Jack Butler: Making to Know
The Red Head Gallery is pleased to present Making to Know an exhibition by artist Jack Butler.
Making: I made and printed the lithographs, From the Side and Cherie 1 by transferring ink from the surface of the body (of devoted and patient friends) to a lithograph stone and then, by drawing, I modified the transfer, bringing the image from a direct trace of the skin to a full expressive sign.
To Know: It was essential to me that the “expressive sign” be grounded in a direct trace from the body, from “nature”, as an index, if you will, in the sense that a shadow or a foot print can be traced directly to their source. I feel in this process, this way of making an image, a direct connection to an impulse shared with the sciences. In my subsequent work as an artist, I have often used art-making as a tool for scientific research – most notably in a series of medical research projects in human embryology published as medical science.
Colossus is based on the body transfer lithograph of my friend David’s torso, writ large. Making Colossus, I move from the indexical trace to a hand drawn colour translation of those marks of the trace to make a map of the skin.

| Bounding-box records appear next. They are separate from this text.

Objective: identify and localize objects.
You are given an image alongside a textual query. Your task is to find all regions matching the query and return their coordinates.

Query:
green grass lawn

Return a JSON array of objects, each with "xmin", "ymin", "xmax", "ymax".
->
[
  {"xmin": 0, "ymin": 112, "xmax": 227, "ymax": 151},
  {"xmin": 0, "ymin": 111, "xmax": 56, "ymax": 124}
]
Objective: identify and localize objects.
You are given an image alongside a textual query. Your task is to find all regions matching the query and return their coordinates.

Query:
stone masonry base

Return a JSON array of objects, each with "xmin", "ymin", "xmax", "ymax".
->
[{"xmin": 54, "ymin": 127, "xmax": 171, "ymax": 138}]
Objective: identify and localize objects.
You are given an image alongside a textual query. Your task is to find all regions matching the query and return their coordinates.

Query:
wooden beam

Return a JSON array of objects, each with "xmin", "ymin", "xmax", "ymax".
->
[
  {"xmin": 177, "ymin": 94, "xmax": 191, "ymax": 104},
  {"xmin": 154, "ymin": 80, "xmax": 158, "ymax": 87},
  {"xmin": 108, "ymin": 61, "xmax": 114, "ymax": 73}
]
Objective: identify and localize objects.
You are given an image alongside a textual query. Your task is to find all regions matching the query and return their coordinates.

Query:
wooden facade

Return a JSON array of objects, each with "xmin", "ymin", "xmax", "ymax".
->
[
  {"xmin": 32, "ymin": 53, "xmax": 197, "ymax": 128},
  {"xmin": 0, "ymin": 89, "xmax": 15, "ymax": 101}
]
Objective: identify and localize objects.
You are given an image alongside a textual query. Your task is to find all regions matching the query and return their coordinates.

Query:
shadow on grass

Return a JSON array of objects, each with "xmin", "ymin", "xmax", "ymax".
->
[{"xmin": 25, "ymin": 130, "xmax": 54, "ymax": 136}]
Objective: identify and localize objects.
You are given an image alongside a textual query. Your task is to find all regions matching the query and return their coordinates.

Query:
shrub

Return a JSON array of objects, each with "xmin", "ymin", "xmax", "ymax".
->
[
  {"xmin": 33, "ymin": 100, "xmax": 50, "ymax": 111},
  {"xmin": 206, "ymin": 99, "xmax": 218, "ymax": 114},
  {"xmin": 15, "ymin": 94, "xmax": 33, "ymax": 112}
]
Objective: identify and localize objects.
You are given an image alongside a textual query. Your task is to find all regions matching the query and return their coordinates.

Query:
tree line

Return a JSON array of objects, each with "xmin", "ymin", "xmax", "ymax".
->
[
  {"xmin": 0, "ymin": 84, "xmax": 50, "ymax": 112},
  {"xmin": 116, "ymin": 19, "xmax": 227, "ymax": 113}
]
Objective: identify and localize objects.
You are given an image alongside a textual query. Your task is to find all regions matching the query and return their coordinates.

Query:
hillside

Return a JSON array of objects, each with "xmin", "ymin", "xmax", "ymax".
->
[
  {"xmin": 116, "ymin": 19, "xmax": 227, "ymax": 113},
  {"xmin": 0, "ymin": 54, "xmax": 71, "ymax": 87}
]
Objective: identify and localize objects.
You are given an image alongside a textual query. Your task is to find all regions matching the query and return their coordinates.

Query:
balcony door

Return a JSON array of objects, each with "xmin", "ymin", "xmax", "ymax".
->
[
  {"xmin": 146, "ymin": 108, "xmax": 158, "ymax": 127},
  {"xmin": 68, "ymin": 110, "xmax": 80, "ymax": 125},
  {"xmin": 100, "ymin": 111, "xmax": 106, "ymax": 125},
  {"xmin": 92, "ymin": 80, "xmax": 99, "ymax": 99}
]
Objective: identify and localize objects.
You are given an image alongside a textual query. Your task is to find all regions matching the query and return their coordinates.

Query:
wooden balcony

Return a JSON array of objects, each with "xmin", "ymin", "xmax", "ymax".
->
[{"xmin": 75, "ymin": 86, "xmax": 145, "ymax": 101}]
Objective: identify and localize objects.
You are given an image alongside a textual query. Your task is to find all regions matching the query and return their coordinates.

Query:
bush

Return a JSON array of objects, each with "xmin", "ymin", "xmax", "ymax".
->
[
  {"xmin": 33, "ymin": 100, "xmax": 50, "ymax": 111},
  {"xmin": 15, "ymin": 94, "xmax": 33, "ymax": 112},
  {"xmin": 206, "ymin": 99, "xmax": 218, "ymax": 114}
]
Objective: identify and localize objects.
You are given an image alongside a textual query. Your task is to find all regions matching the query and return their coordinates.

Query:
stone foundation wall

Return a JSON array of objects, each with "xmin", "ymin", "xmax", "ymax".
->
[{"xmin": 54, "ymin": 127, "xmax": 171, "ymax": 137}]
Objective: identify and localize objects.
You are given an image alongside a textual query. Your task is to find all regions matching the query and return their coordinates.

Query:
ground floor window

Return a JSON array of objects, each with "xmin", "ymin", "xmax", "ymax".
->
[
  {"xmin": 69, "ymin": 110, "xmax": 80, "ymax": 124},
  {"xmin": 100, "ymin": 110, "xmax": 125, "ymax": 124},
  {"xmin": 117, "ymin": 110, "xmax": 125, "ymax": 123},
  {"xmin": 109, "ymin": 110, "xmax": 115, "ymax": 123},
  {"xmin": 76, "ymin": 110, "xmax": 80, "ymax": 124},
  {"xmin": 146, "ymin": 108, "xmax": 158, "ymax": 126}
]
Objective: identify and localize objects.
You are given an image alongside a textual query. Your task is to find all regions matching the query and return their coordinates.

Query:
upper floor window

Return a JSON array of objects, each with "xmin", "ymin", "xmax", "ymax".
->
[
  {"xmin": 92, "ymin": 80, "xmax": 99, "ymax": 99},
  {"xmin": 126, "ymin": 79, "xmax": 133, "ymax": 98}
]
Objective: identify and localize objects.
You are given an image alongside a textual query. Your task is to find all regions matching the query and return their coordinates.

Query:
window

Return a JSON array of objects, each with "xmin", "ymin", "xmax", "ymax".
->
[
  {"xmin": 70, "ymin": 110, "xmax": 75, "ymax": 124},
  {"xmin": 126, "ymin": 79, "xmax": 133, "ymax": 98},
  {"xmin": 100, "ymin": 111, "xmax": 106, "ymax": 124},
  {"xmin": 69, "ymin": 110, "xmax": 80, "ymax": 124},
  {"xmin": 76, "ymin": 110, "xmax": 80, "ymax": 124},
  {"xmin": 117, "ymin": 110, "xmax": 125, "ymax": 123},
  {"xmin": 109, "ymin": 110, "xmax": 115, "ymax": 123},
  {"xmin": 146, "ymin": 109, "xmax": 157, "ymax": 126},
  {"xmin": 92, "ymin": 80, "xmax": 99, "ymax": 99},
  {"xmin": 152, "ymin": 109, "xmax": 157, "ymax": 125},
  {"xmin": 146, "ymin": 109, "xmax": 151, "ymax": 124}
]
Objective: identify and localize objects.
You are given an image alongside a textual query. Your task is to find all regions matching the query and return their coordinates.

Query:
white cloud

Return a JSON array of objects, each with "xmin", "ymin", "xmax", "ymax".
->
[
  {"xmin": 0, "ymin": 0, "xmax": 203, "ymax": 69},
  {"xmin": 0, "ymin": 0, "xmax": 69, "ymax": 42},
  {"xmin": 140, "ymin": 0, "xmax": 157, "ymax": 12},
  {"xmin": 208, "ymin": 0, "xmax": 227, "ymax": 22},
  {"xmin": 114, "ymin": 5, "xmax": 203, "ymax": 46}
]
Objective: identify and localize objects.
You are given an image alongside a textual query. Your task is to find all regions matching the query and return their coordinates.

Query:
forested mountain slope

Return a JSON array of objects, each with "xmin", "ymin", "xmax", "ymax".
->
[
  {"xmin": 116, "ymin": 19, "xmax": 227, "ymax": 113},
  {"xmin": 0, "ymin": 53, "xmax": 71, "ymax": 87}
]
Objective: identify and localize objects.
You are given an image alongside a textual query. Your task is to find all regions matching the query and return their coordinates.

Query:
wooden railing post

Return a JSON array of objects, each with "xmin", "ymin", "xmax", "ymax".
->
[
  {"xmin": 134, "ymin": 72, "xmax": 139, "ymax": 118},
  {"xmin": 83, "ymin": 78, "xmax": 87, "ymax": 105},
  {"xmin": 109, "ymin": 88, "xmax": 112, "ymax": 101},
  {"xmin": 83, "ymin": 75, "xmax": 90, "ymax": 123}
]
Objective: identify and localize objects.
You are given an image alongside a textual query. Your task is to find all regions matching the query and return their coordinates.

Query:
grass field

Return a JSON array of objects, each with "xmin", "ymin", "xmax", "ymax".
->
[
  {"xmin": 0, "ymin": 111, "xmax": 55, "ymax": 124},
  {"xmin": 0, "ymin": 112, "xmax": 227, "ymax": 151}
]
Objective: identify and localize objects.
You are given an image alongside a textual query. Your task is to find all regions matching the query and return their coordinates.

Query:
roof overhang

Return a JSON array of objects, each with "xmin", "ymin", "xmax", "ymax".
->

Making to Know: these three images made in 1968, instantiate my engagement with the terms of the skin - the “Skin Ego”, where the map of the skin stands in for (my) full presence. More like a map than a picture, I believe Colossus reads most intelligibly laid out on the ground.
Jack Butler's hybrid practice uses the means and methods of visual art to produce research in two domains - medical science and collaborations with Inuit artists. With degrees in visual art and philosophy, Butler exhibits internationally with work in public and private collections including the National Gallery of Canada.